What makes this even more interesting, to me at least, is that it largely (if imperfectly) mirrors a debate in western environmental ethics. Some ethicists, such as Peter Singer, have argued that it is an animal’s ability to suffer (or experience happiness) that gives it moral value, and that justifies it’s protection. Thus, an ecosystem (lacking an ability to suffer in its own right) is not inherently valuable in itself, but only in it’s ability to impact the lives of the animals that live in it. We save ecosystems for the sake of the animals, not vice versa. Deep Ecologists (and others), on the other hand, see primary moral value lying in the healthy functioning of an ecosystem as a whole.Individual animals are only a part of that system, and their individual suffering is secondary to the health of the ecosystem. Often, these two approaches line up well. After all, usually what is good for the ecosystem is also what’s good for the animals concerned. But every now and then conflict arises. A classic example is the culling of overpopulated animal populations, where a great deal of suffering is inflicted on a few individual animals so that the ecosystem as a whole can prosper. I might suggest that the release of fifty million fish into a lake is another example. You have a very significant reduction in suffering for fifty million individual animals (they don’t get cooked), but also the risk of destabilizing an entire lake’s ecosystem. Given that the overwhelming majority of my western friends expressed more concern about the ecosystem than the fish, I think I am safe in suggesting that something akin to the Deep Ecology perspective (if not necessarily as radical as a true Deep Ecology position) has become fairly standard among educated westerners.

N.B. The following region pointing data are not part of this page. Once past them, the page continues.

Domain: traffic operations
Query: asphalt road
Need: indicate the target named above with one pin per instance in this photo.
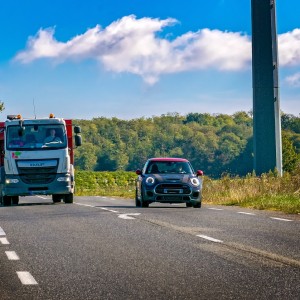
(105, 248)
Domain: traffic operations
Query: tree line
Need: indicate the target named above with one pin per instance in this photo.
(214, 143)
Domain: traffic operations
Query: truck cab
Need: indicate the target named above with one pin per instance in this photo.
(37, 158)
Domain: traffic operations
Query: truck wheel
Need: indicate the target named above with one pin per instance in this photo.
(6, 201)
(15, 200)
(69, 198)
(197, 205)
(56, 198)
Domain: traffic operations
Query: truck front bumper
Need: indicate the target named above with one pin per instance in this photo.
(14, 186)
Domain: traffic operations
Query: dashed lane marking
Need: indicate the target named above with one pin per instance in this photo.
(4, 241)
(128, 216)
(209, 238)
(12, 255)
(26, 278)
(114, 211)
(280, 219)
(2, 232)
(245, 213)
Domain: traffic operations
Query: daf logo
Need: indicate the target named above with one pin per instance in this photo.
(37, 164)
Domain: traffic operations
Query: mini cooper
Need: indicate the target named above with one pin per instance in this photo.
(168, 180)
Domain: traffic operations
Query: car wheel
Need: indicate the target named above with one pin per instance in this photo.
(15, 200)
(6, 200)
(137, 201)
(56, 198)
(69, 198)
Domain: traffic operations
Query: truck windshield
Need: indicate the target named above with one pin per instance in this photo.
(44, 137)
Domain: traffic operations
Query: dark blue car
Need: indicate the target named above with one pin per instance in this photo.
(168, 180)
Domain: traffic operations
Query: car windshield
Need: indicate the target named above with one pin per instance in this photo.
(36, 136)
(177, 167)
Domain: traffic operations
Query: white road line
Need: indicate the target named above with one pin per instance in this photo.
(108, 209)
(96, 207)
(280, 219)
(128, 216)
(4, 241)
(12, 255)
(26, 278)
(2, 231)
(209, 238)
(84, 204)
(244, 213)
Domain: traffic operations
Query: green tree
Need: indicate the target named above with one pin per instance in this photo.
(290, 158)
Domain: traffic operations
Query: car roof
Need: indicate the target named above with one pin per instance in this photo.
(174, 159)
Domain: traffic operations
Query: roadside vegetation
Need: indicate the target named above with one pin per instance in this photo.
(269, 191)
(221, 145)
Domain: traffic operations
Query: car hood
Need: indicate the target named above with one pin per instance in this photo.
(172, 178)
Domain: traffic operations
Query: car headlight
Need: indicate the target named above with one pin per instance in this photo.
(195, 181)
(63, 179)
(150, 180)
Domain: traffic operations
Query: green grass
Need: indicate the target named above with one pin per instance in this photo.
(268, 192)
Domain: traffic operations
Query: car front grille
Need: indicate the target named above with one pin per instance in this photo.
(173, 189)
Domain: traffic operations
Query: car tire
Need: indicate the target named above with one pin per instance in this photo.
(137, 201)
(15, 200)
(197, 205)
(56, 198)
(6, 200)
(69, 198)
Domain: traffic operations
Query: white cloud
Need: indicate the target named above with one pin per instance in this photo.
(133, 45)
(289, 48)
(294, 80)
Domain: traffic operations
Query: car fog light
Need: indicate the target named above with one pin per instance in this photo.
(150, 180)
(195, 181)
(8, 181)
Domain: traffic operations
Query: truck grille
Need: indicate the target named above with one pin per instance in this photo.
(173, 189)
(38, 175)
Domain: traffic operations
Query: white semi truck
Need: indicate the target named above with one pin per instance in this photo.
(37, 158)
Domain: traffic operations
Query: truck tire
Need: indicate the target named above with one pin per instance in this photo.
(69, 198)
(15, 200)
(6, 200)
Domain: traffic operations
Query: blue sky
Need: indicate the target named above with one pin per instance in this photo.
(137, 58)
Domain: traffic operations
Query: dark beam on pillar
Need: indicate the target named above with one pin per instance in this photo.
(266, 106)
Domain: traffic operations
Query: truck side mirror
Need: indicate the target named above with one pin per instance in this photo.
(78, 140)
(200, 173)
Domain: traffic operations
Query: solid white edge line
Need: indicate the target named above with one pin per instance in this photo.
(2, 231)
(26, 278)
(280, 219)
(245, 213)
(12, 255)
(96, 207)
(209, 238)
(4, 241)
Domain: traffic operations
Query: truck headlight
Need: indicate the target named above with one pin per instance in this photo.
(150, 180)
(11, 180)
(195, 181)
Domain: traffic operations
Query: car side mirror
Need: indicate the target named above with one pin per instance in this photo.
(199, 173)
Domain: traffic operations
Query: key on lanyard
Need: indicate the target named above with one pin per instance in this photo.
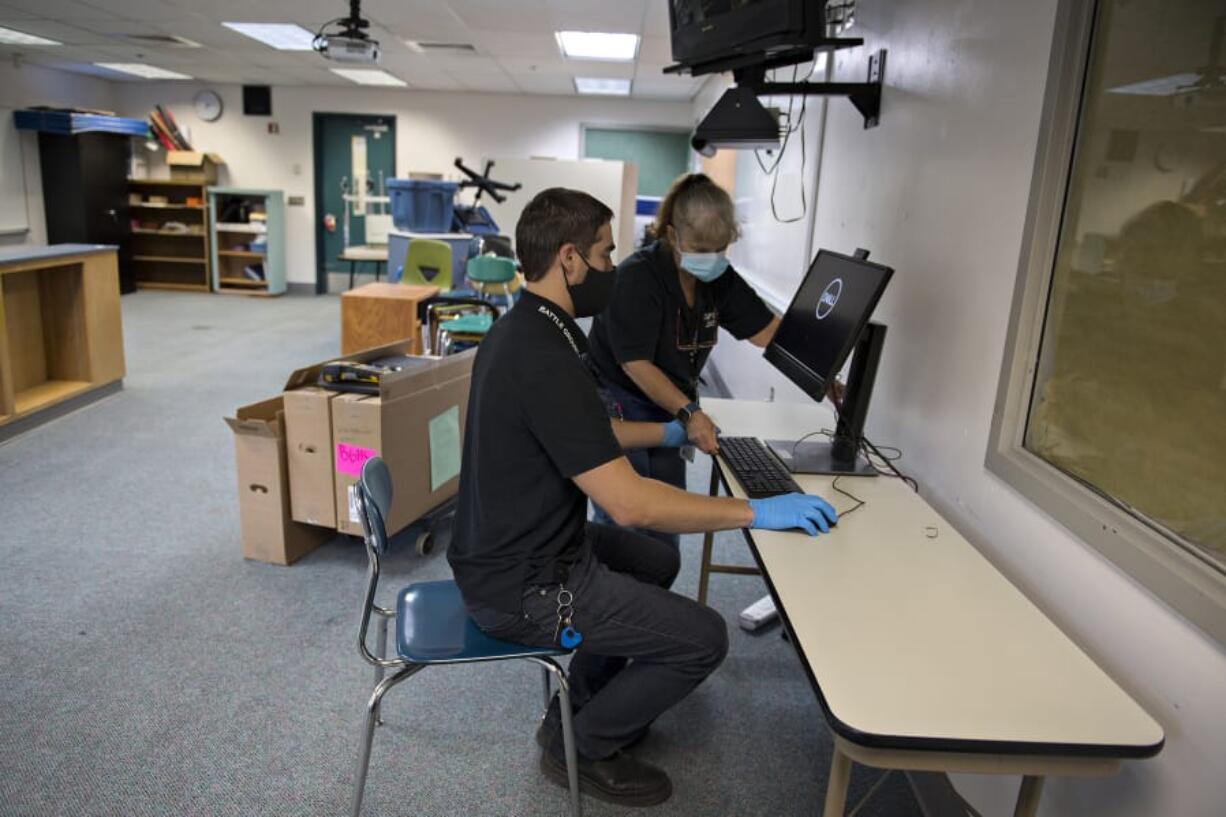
(565, 633)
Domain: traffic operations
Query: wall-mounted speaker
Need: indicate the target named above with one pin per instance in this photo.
(258, 99)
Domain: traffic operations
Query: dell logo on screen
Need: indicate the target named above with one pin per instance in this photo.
(829, 298)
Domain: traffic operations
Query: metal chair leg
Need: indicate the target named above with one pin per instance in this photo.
(568, 732)
(704, 572)
(381, 652)
(359, 784)
(568, 740)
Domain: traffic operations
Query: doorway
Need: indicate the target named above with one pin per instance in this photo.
(340, 142)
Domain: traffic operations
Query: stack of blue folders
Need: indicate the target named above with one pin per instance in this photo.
(69, 123)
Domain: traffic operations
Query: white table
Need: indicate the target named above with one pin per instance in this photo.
(921, 653)
(374, 254)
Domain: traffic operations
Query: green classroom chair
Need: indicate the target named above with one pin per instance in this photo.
(492, 270)
(428, 263)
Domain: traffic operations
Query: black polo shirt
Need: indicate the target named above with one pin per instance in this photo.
(650, 320)
(535, 421)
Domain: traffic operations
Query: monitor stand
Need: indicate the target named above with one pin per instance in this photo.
(841, 453)
(819, 458)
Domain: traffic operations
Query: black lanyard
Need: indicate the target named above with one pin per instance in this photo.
(547, 310)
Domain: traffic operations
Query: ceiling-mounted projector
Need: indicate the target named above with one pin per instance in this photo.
(348, 42)
(738, 122)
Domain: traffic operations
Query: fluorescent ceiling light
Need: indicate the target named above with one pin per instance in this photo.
(369, 76)
(142, 70)
(10, 37)
(283, 37)
(595, 46)
(608, 87)
(1162, 86)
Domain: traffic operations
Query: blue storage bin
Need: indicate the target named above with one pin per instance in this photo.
(422, 206)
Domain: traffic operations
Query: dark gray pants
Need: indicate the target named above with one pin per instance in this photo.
(644, 648)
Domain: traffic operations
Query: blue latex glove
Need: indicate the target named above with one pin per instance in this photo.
(674, 434)
(792, 510)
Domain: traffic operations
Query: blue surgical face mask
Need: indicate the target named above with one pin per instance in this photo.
(705, 266)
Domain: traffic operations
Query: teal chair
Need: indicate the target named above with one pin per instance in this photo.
(433, 628)
(428, 263)
(492, 271)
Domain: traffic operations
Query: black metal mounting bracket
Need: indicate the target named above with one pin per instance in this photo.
(866, 96)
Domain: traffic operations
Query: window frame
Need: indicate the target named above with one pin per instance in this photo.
(1175, 573)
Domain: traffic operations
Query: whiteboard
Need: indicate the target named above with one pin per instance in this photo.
(14, 217)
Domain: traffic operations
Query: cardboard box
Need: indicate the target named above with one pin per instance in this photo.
(309, 452)
(269, 531)
(416, 425)
(194, 166)
(309, 438)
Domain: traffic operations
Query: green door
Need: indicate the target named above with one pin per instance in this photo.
(340, 142)
(661, 155)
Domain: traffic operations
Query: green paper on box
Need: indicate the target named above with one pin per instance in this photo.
(444, 447)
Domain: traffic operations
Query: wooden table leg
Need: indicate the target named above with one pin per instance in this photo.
(1028, 799)
(836, 786)
(704, 573)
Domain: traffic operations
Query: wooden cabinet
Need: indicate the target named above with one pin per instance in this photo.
(248, 241)
(60, 330)
(378, 314)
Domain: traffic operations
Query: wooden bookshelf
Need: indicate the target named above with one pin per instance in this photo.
(60, 329)
(167, 258)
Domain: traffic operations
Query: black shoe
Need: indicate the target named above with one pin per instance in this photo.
(619, 779)
(551, 728)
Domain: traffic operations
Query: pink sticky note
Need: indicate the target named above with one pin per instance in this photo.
(351, 458)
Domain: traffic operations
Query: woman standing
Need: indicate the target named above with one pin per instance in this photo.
(668, 303)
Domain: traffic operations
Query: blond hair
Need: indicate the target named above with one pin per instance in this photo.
(695, 205)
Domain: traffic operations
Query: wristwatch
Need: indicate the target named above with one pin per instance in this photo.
(685, 412)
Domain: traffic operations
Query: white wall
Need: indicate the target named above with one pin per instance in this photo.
(32, 85)
(939, 191)
(432, 129)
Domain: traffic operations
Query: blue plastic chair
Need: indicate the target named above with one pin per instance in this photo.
(433, 628)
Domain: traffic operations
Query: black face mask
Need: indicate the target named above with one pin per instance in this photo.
(593, 295)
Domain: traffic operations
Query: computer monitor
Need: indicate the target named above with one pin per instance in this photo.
(828, 320)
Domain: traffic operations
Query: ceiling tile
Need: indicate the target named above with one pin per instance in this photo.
(489, 82)
(63, 10)
(531, 65)
(598, 15)
(500, 15)
(544, 84)
(541, 44)
(655, 20)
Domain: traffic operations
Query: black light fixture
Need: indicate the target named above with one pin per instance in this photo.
(738, 122)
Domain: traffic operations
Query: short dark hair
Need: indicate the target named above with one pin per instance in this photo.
(554, 217)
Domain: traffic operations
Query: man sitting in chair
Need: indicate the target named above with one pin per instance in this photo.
(531, 568)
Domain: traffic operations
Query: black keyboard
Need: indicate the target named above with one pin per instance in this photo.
(757, 469)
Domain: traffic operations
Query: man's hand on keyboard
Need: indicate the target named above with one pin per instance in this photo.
(793, 510)
(703, 433)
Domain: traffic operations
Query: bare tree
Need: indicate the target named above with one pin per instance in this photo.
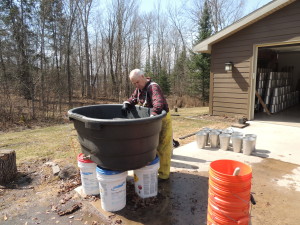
(84, 7)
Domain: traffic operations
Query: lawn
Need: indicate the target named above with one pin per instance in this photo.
(59, 143)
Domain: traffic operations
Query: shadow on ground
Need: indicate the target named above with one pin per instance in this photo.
(180, 200)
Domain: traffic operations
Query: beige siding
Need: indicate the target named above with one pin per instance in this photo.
(230, 92)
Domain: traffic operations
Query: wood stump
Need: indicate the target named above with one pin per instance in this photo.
(8, 165)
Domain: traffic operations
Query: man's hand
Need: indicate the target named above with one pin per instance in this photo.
(126, 108)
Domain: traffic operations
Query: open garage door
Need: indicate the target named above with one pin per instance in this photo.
(278, 83)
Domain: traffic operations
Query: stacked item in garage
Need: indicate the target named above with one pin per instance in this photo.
(276, 91)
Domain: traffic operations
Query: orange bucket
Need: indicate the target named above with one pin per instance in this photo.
(229, 195)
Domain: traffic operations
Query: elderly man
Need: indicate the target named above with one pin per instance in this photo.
(149, 94)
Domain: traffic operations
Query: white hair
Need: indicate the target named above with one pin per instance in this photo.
(136, 72)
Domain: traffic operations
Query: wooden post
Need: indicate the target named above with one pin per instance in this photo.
(8, 165)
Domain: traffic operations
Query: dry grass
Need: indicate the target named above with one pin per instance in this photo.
(59, 143)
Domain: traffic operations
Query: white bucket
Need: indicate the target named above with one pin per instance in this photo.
(201, 139)
(253, 136)
(90, 185)
(112, 186)
(145, 179)
(214, 139)
(224, 141)
(237, 143)
(248, 143)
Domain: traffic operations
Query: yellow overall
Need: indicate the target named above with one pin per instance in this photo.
(165, 146)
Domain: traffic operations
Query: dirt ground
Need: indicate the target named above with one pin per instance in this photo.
(38, 197)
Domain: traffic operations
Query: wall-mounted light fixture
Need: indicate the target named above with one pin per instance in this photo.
(228, 67)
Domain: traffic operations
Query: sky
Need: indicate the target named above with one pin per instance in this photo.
(250, 5)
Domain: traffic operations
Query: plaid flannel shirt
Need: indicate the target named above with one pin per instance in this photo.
(155, 98)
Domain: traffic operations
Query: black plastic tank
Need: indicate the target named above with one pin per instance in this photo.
(116, 142)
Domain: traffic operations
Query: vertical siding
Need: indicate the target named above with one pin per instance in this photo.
(230, 93)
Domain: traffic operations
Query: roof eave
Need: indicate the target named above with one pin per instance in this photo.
(205, 46)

So what is the point of this long ramble? Not much really. Merely to observe an interesting similarity between what I have been hearing from Tibetans and Singer’s perspectives on animals. Obviously, these are just observations, so I don’t want this to be construed as a definitive statement of ‘Tibetan thought’. I do, however, want to suggest that there might be an interesting kinship between at least some aspects of Tibetan Buddhist attitudes towards animals and Singer’s approach. The Deep Ecologists have long invoked Buddhist notions of dependent origination (give skt / Tibetan) to support their theoris of a deeply interdependent biosphere, and to underscore the importance of using ecosystem health as the baline for making environmental decisions. Perhaps Singer and his followers could also look to Buddhist thought in support of their theories.
This idea has its roots in Aldo Leopold‘s thought, but is now widely represented by many different strands of environmental ethics. It is perhaps the Deep Ecologists who take this idea to its extreme, arguing not only that a functioning ecosystem is the baseline unit of moral value, but that the nature of that functioning is beyond the range of scientific thought.